Como en todo buen pueblo chico, las noticias corrieron rápido; decían que el ciego ahora podía ver. Ese era el debate entre la chusma, perdón, los vecinos, de la comunidad donde vivía el ciego que fue sanado con los pastelitos de lodo. -Sí es él. -No, no puede ser él, solo se parece. Era la discusión entre doña Panchita y doña Lucha. -Sí Panchita, sí es el ciego que pedía limosna, nada más que ya se peinó, por eso no lo reconoces.

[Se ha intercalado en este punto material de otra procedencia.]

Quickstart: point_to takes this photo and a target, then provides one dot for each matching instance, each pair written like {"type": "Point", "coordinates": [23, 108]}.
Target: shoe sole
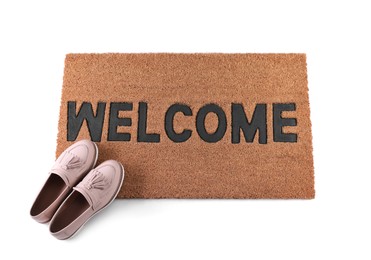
{"type": "Point", "coordinates": [109, 203]}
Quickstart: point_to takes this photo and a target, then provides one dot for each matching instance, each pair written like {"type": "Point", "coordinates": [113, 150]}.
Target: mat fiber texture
{"type": "Point", "coordinates": [194, 125]}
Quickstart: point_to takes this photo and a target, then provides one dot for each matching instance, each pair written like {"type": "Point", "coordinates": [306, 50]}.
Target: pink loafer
{"type": "Point", "coordinates": [95, 192]}
{"type": "Point", "coordinates": [69, 169]}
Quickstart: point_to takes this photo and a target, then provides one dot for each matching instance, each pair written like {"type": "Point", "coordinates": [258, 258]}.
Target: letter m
{"type": "Point", "coordinates": [94, 122]}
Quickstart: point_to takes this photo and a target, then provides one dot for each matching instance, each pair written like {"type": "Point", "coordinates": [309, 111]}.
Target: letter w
{"type": "Point", "coordinates": [75, 120]}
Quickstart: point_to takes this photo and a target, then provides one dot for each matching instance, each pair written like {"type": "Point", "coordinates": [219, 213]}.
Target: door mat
{"type": "Point", "coordinates": [194, 125]}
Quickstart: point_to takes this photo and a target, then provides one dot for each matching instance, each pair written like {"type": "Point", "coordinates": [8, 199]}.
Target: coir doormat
{"type": "Point", "coordinates": [194, 125]}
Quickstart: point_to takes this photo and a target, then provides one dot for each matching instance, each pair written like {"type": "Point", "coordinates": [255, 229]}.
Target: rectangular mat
{"type": "Point", "coordinates": [194, 125]}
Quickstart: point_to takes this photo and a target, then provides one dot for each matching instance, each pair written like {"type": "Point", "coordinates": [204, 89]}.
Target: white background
{"type": "Point", "coordinates": [34, 38]}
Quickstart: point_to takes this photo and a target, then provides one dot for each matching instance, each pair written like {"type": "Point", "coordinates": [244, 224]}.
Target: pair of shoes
{"type": "Point", "coordinates": [75, 191]}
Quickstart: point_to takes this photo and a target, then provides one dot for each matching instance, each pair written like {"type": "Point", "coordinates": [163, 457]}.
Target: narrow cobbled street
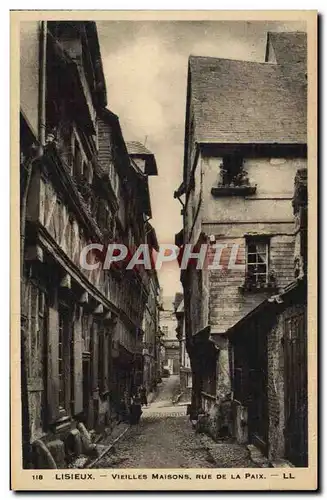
{"type": "Point", "coordinates": [164, 438]}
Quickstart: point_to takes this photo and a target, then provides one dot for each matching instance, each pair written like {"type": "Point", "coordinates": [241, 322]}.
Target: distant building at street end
{"type": "Point", "coordinates": [185, 371]}
{"type": "Point", "coordinates": [168, 324]}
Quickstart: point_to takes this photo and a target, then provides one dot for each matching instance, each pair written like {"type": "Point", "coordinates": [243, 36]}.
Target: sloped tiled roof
{"type": "Point", "coordinates": [136, 148]}
{"type": "Point", "coordinates": [178, 299]}
{"type": "Point", "coordinates": [289, 47]}
{"type": "Point", "coordinates": [247, 102]}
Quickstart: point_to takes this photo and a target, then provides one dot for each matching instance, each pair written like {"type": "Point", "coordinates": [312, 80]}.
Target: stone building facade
{"type": "Point", "coordinates": [245, 140]}
{"type": "Point", "coordinates": [81, 328]}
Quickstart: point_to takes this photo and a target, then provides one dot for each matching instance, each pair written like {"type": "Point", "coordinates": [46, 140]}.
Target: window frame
{"type": "Point", "coordinates": [256, 241]}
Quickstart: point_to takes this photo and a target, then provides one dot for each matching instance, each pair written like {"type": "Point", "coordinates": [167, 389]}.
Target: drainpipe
{"type": "Point", "coordinates": [29, 167]}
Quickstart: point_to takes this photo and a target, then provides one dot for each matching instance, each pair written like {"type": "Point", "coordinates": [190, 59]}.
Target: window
{"type": "Point", "coordinates": [232, 171]}
{"type": "Point", "coordinates": [257, 261]}
{"type": "Point", "coordinates": [164, 329]}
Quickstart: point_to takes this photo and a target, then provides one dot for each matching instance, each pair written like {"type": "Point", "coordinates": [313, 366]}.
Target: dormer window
{"type": "Point", "coordinates": [232, 172]}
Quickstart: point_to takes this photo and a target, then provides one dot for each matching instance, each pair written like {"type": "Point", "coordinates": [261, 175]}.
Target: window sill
{"type": "Point", "coordinates": [221, 191]}
{"type": "Point", "coordinates": [262, 287]}
{"type": "Point", "coordinates": [208, 395]}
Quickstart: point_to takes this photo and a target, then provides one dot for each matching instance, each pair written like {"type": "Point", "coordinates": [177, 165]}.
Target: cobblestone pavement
{"type": "Point", "coordinates": [164, 438]}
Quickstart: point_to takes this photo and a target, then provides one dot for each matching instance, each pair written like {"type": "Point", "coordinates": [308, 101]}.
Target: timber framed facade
{"type": "Point", "coordinates": [82, 330]}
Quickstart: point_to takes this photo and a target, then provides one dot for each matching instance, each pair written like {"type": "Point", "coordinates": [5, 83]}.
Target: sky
{"type": "Point", "coordinates": [145, 68]}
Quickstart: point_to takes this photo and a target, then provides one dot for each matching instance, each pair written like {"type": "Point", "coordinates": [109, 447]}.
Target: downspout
{"type": "Point", "coordinates": [23, 211]}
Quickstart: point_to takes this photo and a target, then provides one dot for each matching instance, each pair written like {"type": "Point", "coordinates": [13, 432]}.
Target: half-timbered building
{"type": "Point", "coordinates": [81, 325]}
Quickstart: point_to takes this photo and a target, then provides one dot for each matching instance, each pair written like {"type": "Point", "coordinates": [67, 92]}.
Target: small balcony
{"type": "Point", "coordinates": [253, 284]}
{"type": "Point", "coordinates": [234, 180]}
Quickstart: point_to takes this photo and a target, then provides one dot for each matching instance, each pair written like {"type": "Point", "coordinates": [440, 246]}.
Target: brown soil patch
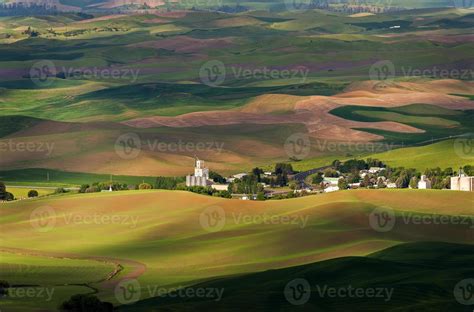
{"type": "Point", "coordinates": [184, 44]}
{"type": "Point", "coordinates": [101, 18]}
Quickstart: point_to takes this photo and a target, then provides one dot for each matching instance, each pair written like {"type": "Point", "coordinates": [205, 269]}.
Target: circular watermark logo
{"type": "Point", "coordinates": [43, 219]}
{"type": "Point", "coordinates": [298, 5]}
{"type": "Point", "coordinates": [42, 72]}
{"type": "Point", "coordinates": [212, 219]}
{"type": "Point", "coordinates": [463, 4]}
{"type": "Point", "coordinates": [212, 73]}
{"type": "Point", "coordinates": [127, 291]}
{"type": "Point", "coordinates": [382, 219]}
{"type": "Point", "coordinates": [128, 145]}
{"type": "Point", "coordinates": [464, 291]}
{"type": "Point", "coordinates": [382, 71]}
{"type": "Point", "coordinates": [297, 291]}
{"type": "Point", "coordinates": [298, 146]}
{"type": "Point", "coordinates": [464, 146]}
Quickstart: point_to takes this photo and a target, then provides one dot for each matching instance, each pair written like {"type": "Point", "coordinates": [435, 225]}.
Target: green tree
{"type": "Point", "coordinates": [283, 168]}
{"type": "Point", "coordinates": [318, 178]}
{"type": "Point", "coordinates": [331, 173]}
{"type": "Point", "coordinates": [3, 191]}
{"type": "Point", "coordinates": [342, 184]}
{"type": "Point", "coordinates": [85, 303]}
{"type": "Point", "coordinates": [4, 285]}
{"type": "Point", "coordinates": [214, 176]}
{"type": "Point", "coordinates": [403, 180]}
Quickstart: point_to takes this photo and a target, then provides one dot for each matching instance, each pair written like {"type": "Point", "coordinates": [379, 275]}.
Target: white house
{"type": "Point", "coordinates": [375, 169]}
{"type": "Point", "coordinates": [220, 187]}
{"type": "Point", "coordinates": [239, 175]}
{"type": "Point", "coordinates": [424, 183]}
{"type": "Point", "coordinates": [331, 189]}
{"type": "Point", "coordinates": [200, 177]}
{"type": "Point", "coordinates": [462, 183]}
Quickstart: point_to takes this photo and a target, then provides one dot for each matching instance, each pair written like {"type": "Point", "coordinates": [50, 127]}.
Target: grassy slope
{"type": "Point", "coordinates": [166, 235]}
{"type": "Point", "coordinates": [422, 276]}
{"type": "Point", "coordinates": [444, 154]}
{"type": "Point", "coordinates": [64, 178]}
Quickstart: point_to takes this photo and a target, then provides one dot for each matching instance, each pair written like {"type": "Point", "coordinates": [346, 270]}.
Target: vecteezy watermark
{"type": "Point", "coordinates": [212, 219]}
{"type": "Point", "coordinates": [211, 293]}
{"type": "Point", "coordinates": [42, 72]}
{"type": "Point", "coordinates": [384, 219]}
{"type": "Point", "coordinates": [99, 73]}
{"type": "Point", "coordinates": [214, 73]}
{"type": "Point", "coordinates": [43, 219]}
{"type": "Point", "coordinates": [240, 218]}
{"type": "Point", "coordinates": [349, 291]}
{"type": "Point", "coordinates": [386, 71]}
{"type": "Point", "coordinates": [297, 291]}
{"type": "Point", "coordinates": [35, 292]}
{"type": "Point", "coordinates": [464, 146]}
{"type": "Point", "coordinates": [352, 147]}
{"type": "Point", "coordinates": [201, 3]}
{"type": "Point", "coordinates": [333, 5]}
{"type": "Point", "coordinates": [30, 146]}
{"type": "Point", "coordinates": [297, 146]}
{"type": "Point", "coordinates": [436, 72]}
{"type": "Point", "coordinates": [129, 291]}
{"type": "Point", "coordinates": [464, 291]}
{"type": "Point", "coordinates": [129, 146]}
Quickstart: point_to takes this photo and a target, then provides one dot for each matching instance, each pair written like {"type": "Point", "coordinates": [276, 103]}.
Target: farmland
{"type": "Point", "coordinates": [158, 238]}
{"type": "Point", "coordinates": [128, 92]}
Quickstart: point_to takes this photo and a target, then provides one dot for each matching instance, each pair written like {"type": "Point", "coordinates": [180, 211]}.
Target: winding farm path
{"type": "Point", "coordinates": [109, 281]}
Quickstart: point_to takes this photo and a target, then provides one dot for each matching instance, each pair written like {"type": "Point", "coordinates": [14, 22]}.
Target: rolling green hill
{"type": "Point", "coordinates": [415, 276]}
{"type": "Point", "coordinates": [162, 238]}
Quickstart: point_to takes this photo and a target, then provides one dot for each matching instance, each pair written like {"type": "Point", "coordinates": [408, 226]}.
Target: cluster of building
{"type": "Point", "coordinates": [330, 184]}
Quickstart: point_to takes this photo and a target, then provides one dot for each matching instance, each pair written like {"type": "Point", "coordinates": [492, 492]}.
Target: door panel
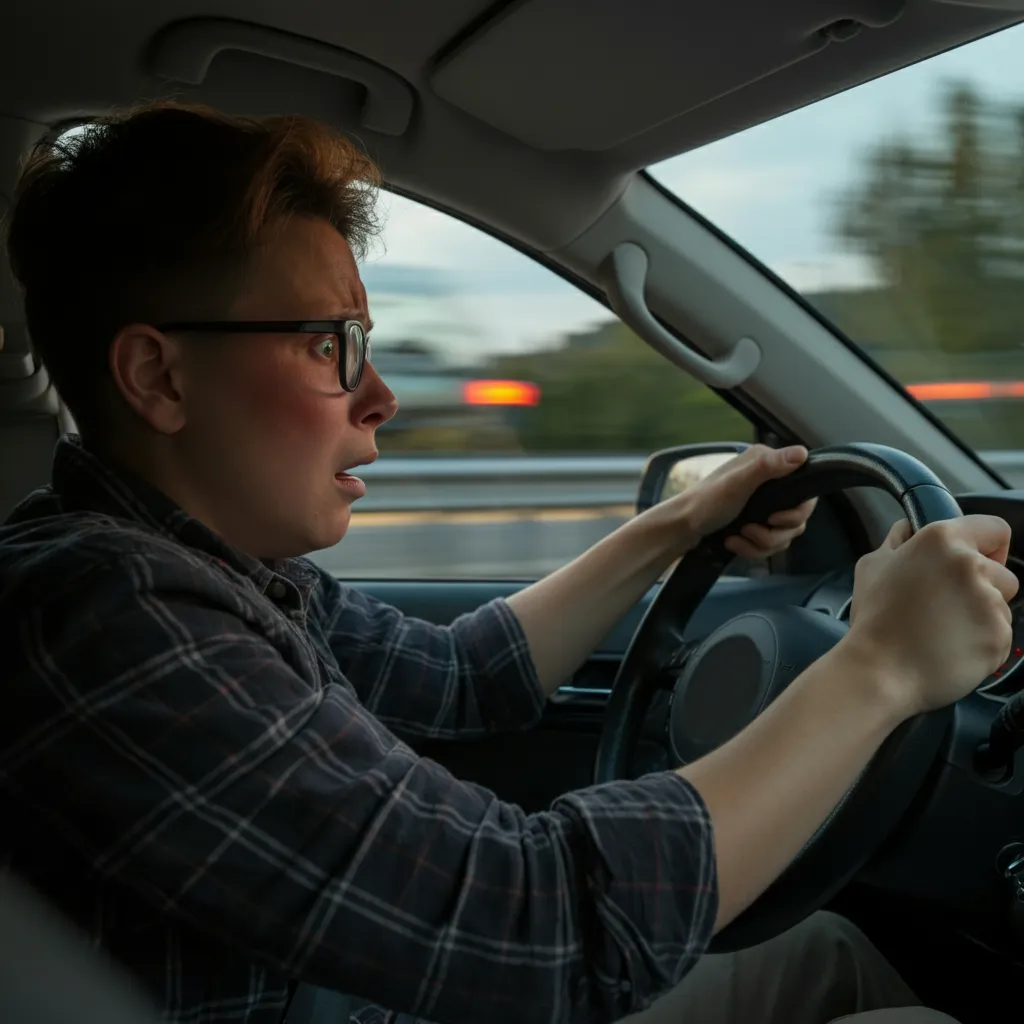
{"type": "Point", "coordinates": [532, 768]}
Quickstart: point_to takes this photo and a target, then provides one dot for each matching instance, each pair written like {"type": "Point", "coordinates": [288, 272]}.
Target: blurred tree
{"type": "Point", "coordinates": [942, 223]}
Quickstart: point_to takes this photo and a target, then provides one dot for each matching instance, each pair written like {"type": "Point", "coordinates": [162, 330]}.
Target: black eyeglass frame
{"type": "Point", "coordinates": [351, 337]}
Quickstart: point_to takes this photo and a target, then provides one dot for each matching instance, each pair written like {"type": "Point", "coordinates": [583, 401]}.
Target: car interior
{"type": "Point", "coordinates": [536, 121]}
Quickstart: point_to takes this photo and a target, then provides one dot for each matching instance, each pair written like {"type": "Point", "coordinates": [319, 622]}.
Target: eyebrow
{"type": "Point", "coordinates": [363, 317]}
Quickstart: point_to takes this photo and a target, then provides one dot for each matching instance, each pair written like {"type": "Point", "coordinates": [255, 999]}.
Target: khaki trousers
{"type": "Point", "coordinates": [823, 970]}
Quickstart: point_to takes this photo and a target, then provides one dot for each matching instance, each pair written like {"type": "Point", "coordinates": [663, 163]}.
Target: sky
{"type": "Point", "coordinates": [771, 187]}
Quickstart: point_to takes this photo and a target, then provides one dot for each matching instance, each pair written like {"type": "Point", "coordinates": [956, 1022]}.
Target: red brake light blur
{"type": "Point", "coordinates": [966, 390]}
{"type": "Point", "coordinates": [501, 393]}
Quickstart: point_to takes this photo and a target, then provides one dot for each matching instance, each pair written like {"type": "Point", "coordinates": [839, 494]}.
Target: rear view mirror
{"type": "Point", "coordinates": [671, 471]}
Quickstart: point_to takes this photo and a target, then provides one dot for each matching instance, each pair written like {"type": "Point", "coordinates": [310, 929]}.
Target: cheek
{"type": "Point", "coordinates": [289, 406]}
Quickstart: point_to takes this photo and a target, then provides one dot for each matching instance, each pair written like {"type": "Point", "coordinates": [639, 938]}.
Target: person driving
{"type": "Point", "coordinates": [206, 749]}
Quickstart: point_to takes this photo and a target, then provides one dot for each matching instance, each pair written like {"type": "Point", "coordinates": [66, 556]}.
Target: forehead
{"type": "Point", "coordinates": [303, 269]}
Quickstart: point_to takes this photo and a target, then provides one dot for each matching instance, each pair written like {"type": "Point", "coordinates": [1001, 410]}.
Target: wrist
{"type": "Point", "coordinates": [865, 667]}
{"type": "Point", "coordinates": [668, 530]}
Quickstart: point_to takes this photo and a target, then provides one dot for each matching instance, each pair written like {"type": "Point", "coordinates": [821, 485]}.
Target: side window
{"type": "Point", "coordinates": [526, 411]}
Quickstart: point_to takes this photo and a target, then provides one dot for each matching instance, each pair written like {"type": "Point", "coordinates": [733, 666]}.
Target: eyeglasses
{"type": "Point", "coordinates": [349, 333]}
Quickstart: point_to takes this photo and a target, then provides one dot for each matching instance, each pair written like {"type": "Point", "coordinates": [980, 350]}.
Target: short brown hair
{"type": "Point", "coordinates": [152, 214]}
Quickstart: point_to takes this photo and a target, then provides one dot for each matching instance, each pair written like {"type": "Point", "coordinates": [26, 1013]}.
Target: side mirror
{"type": "Point", "coordinates": [671, 471]}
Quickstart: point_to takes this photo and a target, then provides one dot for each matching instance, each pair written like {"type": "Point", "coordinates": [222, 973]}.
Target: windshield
{"type": "Point", "coordinates": [897, 210]}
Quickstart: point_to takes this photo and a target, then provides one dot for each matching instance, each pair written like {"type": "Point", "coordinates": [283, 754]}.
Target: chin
{"type": "Point", "coordinates": [328, 536]}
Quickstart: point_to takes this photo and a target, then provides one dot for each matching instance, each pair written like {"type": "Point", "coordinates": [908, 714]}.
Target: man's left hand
{"type": "Point", "coordinates": [720, 497]}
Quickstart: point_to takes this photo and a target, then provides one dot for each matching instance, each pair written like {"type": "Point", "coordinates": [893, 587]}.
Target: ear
{"type": "Point", "coordinates": [146, 368]}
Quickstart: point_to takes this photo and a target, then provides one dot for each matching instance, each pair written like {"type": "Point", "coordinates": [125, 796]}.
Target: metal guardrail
{"type": "Point", "coordinates": [538, 482]}
{"type": "Point", "coordinates": [475, 483]}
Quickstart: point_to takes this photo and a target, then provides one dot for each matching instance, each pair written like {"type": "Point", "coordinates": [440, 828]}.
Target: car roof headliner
{"type": "Point", "coordinates": [527, 115]}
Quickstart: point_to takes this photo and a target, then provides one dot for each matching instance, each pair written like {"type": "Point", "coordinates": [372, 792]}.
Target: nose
{"type": "Point", "coordinates": [375, 402]}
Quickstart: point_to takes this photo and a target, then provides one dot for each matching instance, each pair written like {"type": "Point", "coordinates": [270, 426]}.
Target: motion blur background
{"type": "Point", "coordinates": [895, 209]}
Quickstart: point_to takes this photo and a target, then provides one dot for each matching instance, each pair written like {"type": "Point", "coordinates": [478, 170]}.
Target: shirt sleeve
{"type": "Point", "coordinates": [183, 755]}
{"type": "Point", "coordinates": [427, 681]}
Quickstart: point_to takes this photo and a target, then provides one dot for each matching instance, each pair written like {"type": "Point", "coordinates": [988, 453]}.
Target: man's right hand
{"type": "Point", "coordinates": [930, 622]}
{"type": "Point", "coordinates": [930, 611]}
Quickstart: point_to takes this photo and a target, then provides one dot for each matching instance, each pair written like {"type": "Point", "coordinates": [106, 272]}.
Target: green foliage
{"type": "Point", "coordinates": [942, 223]}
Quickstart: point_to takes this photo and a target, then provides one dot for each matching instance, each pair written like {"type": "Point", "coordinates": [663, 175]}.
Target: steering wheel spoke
{"type": "Point", "coordinates": [674, 701]}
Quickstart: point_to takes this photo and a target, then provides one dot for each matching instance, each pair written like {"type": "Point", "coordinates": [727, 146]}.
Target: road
{"type": "Point", "coordinates": [467, 544]}
{"type": "Point", "coordinates": [462, 518]}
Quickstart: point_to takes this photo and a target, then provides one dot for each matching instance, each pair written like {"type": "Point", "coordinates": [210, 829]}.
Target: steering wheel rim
{"type": "Point", "coordinates": [884, 792]}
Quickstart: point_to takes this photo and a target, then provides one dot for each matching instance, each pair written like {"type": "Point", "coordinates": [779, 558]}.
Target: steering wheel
{"type": "Point", "coordinates": [721, 684]}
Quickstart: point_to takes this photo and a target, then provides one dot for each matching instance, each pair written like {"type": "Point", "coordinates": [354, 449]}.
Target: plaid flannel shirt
{"type": "Point", "coordinates": [200, 764]}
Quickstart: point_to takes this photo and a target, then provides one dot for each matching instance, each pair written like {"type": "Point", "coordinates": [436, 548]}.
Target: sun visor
{"type": "Point", "coordinates": [555, 74]}
{"type": "Point", "coordinates": [185, 50]}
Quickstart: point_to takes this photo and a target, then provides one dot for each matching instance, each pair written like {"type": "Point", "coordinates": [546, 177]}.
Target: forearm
{"type": "Point", "coordinates": [566, 614]}
{"type": "Point", "coordinates": [771, 786]}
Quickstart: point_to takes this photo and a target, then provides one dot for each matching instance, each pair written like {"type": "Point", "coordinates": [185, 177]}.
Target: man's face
{"type": "Point", "coordinates": [268, 431]}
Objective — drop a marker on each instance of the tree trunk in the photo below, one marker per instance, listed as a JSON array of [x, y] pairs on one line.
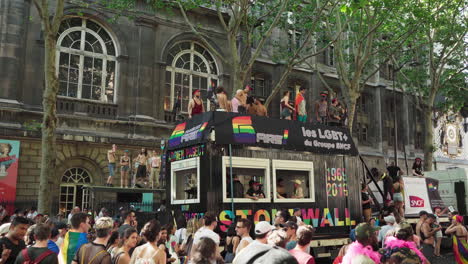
[[428, 139], [353, 96], [49, 123]]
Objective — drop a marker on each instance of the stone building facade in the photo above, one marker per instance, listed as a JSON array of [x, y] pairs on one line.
[[119, 81]]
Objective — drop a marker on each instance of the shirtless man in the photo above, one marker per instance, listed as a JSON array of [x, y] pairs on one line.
[[422, 219], [111, 164], [428, 231], [222, 99]]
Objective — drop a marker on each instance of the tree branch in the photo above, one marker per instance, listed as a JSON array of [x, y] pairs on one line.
[[200, 35], [265, 36]]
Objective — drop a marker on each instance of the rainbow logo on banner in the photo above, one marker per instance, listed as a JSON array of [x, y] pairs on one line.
[[243, 130], [177, 134], [285, 136]]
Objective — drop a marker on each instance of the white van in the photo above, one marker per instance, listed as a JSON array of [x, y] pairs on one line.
[[452, 184]]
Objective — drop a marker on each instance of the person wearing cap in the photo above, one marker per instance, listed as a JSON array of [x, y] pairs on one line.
[[321, 108], [389, 226], [366, 244], [460, 238], [259, 107], [95, 251], [300, 106], [400, 247], [417, 168], [334, 118], [422, 218], [428, 230], [260, 252], [301, 250], [291, 229], [254, 192], [111, 164], [195, 105], [298, 192], [262, 230], [223, 102], [298, 214], [281, 217], [243, 231], [124, 169], [366, 202], [13, 242], [155, 162]]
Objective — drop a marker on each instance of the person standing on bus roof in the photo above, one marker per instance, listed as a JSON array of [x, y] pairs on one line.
[[195, 106], [300, 105], [366, 203], [417, 168], [298, 192]]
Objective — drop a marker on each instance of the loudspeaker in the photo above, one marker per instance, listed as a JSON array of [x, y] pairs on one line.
[[129, 197], [460, 193]]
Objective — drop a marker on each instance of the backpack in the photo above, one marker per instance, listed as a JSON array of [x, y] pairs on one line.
[[37, 260]]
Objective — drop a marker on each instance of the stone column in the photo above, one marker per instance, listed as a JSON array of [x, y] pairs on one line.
[[378, 124], [12, 17], [145, 81]]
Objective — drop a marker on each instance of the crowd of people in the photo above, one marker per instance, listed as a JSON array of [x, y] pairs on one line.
[[146, 167], [326, 112], [30, 237]]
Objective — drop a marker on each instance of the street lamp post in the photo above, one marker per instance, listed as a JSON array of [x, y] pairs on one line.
[[394, 118], [395, 71]]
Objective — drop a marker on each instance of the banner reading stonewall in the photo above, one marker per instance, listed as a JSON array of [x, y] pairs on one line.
[[416, 196], [9, 154], [238, 129], [433, 193]]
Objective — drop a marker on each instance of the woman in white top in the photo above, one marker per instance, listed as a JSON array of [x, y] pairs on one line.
[[149, 253], [204, 251]]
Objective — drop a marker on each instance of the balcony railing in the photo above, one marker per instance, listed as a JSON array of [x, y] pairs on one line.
[[87, 108]]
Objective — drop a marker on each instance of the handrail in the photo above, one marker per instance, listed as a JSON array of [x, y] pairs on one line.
[[372, 180]]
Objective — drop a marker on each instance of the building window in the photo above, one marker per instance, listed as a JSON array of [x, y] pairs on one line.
[[330, 56], [295, 39], [185, 181], [190, 67], [86, 62], [71, 192], [261, 86], [419, 140], [362, 104], [251, 178], [391, 138], [293, 181], [363, 136]]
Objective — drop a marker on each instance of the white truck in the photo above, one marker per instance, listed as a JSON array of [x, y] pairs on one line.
[[453, 187]]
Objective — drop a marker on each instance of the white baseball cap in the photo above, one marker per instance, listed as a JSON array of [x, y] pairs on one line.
[[4, 228], [263, 227]]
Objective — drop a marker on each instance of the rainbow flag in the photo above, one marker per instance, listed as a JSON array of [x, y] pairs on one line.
[[460, 250], [71, 243]]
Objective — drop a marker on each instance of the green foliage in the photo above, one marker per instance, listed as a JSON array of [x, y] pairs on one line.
[[32, 125]]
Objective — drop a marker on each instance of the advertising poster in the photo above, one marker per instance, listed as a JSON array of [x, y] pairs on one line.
[[9, 156], [416, 196], [433, 192]]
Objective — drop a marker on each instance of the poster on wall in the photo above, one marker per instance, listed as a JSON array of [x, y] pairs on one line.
[[9, 156], [416, 196], [433, 192]]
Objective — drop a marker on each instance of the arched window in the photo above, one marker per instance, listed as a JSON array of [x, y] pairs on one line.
[[86, 62], [71, 192], [190, 67]]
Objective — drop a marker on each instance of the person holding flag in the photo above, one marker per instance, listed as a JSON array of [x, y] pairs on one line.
[[300, 105], [195, 106]]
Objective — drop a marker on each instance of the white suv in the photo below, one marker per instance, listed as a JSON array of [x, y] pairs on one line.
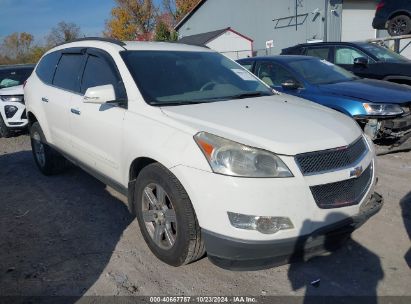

Era tal el alborotó que el ciego, a quien para efectos prácticos llamaremos Casimiro 😂, decidió intervenir y dejar en claro que sí era él aquel hombre ciego que solía mendigar. Sí, soy yo el que era ciego, pero ahora veo -dijo Casimiro con una sonrisa de oreja a oreja.
En ese instante la curiosidad se apoderó de doña Lucha, era como un fuego que carcomía sus entrañas, tenía que saber cómo es que tal milagro había sucedido, y sin poder aguantar un minuto más preguntó: -¿Y cómo es que ahora puedes ver? ¿Quién te sanó Casimiro? La respuesta de Casimiro fue muy puntual: -Ese hombre que se llama Jesús hizo lodo, me lo untó en los ojos y me dijo que me lavara en el estanque. Fui, me lavé y entonces pude ver. ¿Y dónde está ese hombre? -preguntó doña Panchita en un tono muy desconfiado. No lo sé -respondió Casimiro.
¡¿Qué?! ¿No sabes dónde está el hombre que te sanó? ¿No le preguntaste dónde podrías encontrarlo? ¿No le pediste su Whats, o de menos su Insta? Aunque sea para la garantía del milagro, ¿qué tal si mañana ya no puedes ver? ¿a quién le reclamarás por tal decepción? -Eran los comentarios que la chusma le hacía a Casimiro.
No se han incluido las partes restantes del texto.